Solana’s $6M Exploit Likely Tied to Slope Wallet, Developers Say
Affected wallets were all confirmed to be either created or used in Slope mobile wallet apps.
Developers behind the Solana blockchain are saying the closed-source Slope wallet may be responsible for an ongoing exploit that has resulted in millions of dollars’ worth of crypto tokens being stolen from more than 9,000 hot wallets.
In the second day of the exploit that has caused at least $6 million in various tokens to be stolen from users of the Slope and Slope-tied Phantom wallets, the Twitter account run by the Solana Foundation is blaming the software of the wallets and not its own code for the attack.
“This does not appear to be a bug with Solana core code, but in software used by several software wallets popular among users of the network,” the network said in a tweet on Wednesday morning.
The stolen funds were drained from unsuspecting hot wallets, which are wallets whose keys are stored online as opposed to on a hardware device.
In a statement, Slope developers said "a cohort" of wallets was compromised, but the developers didn't confirm whether the private key storage practices may have been involved. A Slope representative told CoinDesk, "we are not storing any personal data on centralized server." (The representative would later admit that this was an incorrect statement.)
Phantom wallet developers, for their part, said they have "reason to believe the reported exploits are due to complications related to importing accounts to and from Slope."
Solana Labs CEO Anatoly Yakovenko initially tweeted that he suspected the hack could be linked to an Apple iOS supply chain issue, but has since narrowed the source to a Slope-related exploit.

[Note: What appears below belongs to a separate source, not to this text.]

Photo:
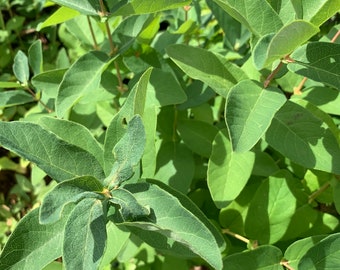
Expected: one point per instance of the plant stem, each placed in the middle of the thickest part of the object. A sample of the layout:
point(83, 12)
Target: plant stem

A supply chain attack is when a bad actor inserts his or her own malicious code into the software of a larger system. An iOS supply chain attack, in this instance, would likely be an attacker accessing private keys by infiltrating internet-connected data.
Other developers on Twitter increasingly say they believe that Slope stored private keys as plain text on a centralized server, which was compromised by the attacker.
An on-chain sleuth would later reveal that Sentry, a third-party event logging platform connected to Slope, was doing just that.
Several users and organizations have taken to Twitter to collect information from victims of the exploit, though no sort of retribution plan has been laid out. The 9,000 drained wallets make up just a small fraction of the 25 million total Solana hot wallets in existence.